Paulding County’s morning rush hour begins in dramatic fashion for those driving west on Macland Road before sunrise on weekday mornings.
About 5:30 a.m., motorists traveling from Powder Springs toward Paulding can see a stream of headlights on the horizon coming the other way on the two-lane highway.
However, the line typically can stop flowing as early as 6:30 a.m. as school traffic combines with vehicle volume to create a clog in the “pipeline,” as one state lawmaker called it.
Relief is in sight as GDOT recently revealed its plans to put out for bid by May 2020 a long-awaited, $54 million project to widen Macland Road in southwest Cobb and eastern Paulding counties, said GDOT spokesman Joe Schulman.
The 6.2-mile widening will run from New Macland Road in Powder Springs to Charles Hardy Parkway in Dallas.
The plan calls for creating a four-lane, divided road with a 20-foot grass median. Curbs, gutters and sidewalks are included, Schulman said.
Construction likely will begin in the summer of 2020 and completion is set for 2024, he said.
The route is divided about evenly between Cobb and Paulding and runs through a primarily residential section of the two counties. GDOT purchased right of way for the widening years ago.
Opening the ‘pipeline’
District 19 State Rep. Joseph Gullett, R-Dallas, said the county continues to be among Georgia’s fastest growing areas.
Traffic going in and out of Paulding will only increase in the future and the project is needed despite the traffic headaches it will cause Paulding commuters during its construction.
“We’re a bedroom community so that means more people are moving here and they need to leave to go to work,” said Gullett, whose district includes most of the Paulding half of the route.
He said the future widening of Macland Road and an ongoing project to widen Ga.
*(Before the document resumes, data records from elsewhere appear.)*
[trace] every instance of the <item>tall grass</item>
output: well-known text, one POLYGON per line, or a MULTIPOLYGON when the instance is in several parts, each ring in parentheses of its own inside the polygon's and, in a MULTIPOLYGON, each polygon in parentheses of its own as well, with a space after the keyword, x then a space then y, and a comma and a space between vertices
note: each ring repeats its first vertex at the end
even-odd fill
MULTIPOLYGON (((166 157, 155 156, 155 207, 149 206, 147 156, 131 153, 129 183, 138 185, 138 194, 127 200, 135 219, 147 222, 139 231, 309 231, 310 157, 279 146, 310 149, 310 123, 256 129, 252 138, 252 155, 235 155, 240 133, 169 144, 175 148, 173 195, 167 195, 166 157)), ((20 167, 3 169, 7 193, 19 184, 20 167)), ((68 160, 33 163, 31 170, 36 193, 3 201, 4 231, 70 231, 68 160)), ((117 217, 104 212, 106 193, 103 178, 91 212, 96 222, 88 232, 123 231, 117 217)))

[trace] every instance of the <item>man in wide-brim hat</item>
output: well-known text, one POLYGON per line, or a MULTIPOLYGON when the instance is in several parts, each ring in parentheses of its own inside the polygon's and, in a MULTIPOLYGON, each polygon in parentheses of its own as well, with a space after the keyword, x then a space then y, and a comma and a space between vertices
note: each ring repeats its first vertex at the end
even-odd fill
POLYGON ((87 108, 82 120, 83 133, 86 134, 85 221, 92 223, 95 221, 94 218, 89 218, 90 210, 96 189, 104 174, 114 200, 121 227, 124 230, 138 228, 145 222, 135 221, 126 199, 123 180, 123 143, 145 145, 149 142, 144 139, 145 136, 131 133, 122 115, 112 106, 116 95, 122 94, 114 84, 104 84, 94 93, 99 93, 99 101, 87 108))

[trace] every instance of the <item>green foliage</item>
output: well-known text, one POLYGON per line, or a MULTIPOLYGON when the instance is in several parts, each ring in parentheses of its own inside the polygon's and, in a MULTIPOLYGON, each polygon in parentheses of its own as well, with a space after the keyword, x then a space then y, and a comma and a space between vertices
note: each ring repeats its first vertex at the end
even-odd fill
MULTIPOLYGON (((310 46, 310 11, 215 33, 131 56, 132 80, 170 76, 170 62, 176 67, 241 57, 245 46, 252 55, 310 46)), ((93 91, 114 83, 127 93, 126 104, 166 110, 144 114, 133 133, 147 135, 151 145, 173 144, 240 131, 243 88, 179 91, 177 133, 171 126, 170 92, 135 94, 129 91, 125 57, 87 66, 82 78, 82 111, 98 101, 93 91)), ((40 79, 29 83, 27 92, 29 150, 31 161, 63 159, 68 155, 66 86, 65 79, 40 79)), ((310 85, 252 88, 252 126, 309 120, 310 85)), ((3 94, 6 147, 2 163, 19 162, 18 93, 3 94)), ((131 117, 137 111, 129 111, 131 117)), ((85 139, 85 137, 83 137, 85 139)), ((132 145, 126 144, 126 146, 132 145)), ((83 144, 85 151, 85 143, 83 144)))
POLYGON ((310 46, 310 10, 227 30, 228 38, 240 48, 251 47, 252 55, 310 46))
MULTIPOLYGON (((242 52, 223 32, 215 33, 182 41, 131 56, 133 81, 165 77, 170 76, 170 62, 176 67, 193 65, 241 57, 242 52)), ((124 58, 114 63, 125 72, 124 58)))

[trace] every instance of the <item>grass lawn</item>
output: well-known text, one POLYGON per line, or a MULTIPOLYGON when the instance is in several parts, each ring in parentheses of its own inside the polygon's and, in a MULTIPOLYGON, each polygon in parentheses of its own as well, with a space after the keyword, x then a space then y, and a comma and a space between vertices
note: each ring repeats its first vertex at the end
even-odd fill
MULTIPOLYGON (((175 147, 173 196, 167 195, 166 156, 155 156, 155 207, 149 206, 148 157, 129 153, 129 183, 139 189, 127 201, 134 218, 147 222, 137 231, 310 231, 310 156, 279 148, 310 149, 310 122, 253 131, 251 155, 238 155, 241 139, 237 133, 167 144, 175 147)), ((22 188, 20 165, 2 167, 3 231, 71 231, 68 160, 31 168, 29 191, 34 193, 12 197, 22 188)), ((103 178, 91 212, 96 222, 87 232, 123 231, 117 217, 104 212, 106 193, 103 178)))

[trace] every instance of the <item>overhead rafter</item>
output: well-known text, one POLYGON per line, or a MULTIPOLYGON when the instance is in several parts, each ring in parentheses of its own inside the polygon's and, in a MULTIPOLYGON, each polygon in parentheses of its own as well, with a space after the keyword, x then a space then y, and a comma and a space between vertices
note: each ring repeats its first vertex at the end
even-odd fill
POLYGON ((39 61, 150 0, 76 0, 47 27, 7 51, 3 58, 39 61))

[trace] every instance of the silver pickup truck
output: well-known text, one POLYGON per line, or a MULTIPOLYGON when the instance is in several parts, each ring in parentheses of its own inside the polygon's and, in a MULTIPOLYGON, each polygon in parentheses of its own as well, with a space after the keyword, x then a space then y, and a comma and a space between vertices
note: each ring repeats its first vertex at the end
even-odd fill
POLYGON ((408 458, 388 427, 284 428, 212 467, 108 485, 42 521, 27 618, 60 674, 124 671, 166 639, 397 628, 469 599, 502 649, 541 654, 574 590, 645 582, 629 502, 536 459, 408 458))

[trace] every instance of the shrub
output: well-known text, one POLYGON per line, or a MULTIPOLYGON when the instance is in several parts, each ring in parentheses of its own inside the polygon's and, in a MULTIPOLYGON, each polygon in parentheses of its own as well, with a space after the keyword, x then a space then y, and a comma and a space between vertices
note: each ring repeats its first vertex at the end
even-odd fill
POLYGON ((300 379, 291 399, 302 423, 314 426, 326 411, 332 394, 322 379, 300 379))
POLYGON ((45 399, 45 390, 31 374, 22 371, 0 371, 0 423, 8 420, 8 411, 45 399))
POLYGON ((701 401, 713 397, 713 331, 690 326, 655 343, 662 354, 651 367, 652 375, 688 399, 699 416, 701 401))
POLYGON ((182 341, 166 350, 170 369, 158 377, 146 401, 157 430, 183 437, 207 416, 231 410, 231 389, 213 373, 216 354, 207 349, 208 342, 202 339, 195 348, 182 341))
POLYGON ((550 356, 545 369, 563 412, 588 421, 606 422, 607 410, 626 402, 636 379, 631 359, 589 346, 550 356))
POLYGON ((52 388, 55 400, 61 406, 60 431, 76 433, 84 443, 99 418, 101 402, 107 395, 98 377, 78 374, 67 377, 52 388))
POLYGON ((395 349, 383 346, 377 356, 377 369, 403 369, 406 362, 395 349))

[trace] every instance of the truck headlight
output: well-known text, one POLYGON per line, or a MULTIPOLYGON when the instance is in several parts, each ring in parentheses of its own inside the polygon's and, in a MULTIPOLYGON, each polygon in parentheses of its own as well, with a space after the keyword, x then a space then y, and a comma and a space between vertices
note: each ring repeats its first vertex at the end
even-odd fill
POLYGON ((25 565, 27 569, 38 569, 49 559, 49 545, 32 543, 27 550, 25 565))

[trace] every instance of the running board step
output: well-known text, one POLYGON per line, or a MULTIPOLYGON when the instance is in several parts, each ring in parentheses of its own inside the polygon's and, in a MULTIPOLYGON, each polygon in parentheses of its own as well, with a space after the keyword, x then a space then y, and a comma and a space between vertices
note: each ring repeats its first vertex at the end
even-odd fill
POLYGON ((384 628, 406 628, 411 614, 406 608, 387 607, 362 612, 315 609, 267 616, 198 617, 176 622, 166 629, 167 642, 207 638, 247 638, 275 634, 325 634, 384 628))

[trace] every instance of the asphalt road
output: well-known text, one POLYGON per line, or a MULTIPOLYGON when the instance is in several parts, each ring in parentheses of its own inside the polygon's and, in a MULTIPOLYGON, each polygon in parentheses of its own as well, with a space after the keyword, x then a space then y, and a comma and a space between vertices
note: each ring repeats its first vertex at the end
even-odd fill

Hwy. 92 to six lanes between Hiram and Douglasville are needed “just to open the pipes.”
“This is just making a bigger pipeline for cars to get in and out of (Paulding) county to go to work,” he said. “That’s just where we are as a reality of our bedroom community.
“I think from a traffic standpoint, my constituents and Paulding County as a whole, the way we solve our traffic problems primarily is solving other counties’ traffic problems — Cobb County, primarily,” he said. “When we fix their problems, we fix our problems.”
GDOT traffic studies show about 15,000 vehicles per day in Paulding travel Macland Road, which is Ga. Hwy. 360. It serves as a primary link between eastern Paulding and Smyrna, the Cumberland area and I-75.
Macland carries about half the daily traffic that the county’s other two major east-west routes — Ga. Hwy. 120 and U.S. Hwy. 278 — see inside Paulding County, according to GDOT traffic counts. But Macland Road also is the only one of the three that is not a multi-lane highway.
Some estimates say up to 80% of Paulding residents commute outside the county daily to work.
Gullett said local and state leaders are working to bring more jobs to the county so residents will not need to leave Paulding for a paycheck.
Still, reducing congestion on roads to neighboring counties is needed because “that’s just the reality of where we are today,” he said.
“This will take a little time to get it completed, but it’s just something that we have to do,” Gullett said.
GDOT completed widening of Macland to a four-lane road with a grass median between Powder Springs Road and New Macland Road in Cobb County in the late 1990s.
But despite rapid population growth in Paulding County’s eastern part, any plans for widening Macland Road the rest of the way into Paulding remained unfunded over the years.
Macland became even more of a desirable route for Paulding commuters in 2011 when Windy Hill Road was extended from Austell Road to Powder Springs Road’s intersection with Macland — creating a direct link to I-75.
An Atlanta Regional Roundtable report in 2012 stated, “In Cobb County, the 1995-2015 Comprehensive Plan cited SR 360 into Paulding County as a major facility experiencing increasing traffic congestion.”
It stated that Atlanta Regional Commission calculations of regional travel demand indicate that widening of Macland Road “will reduce congestion along this section of the corridor by 16% compared to current conditions, even after accounting for several years of growth in development and traffic volumes between today and when the project is completed.”
The report also described Ga. Hwy. 360 as “a congested route connecting Paulding County, which is listed as one of the fastest-growing counties in the nation, with Cobb County, a heavily developed suburban area.”
In the same year, a funding plan for its widening was included on a list of northwest Georgia projects to be funded by a 1% Special Purpose Local Option Sales Tax. However, voters within the 15-county region overwhelmingly rejected the plan in a special election.
The plan for starting construction reportedly surprised both Paulding and Cobb transportation staffers and elected officials.
Gullett said he understood GDOT had been considering moving forward on construction earlier this year but heard nothing more about the project until seeing a recent news story about it in the Marietta Daily Journal newspaper.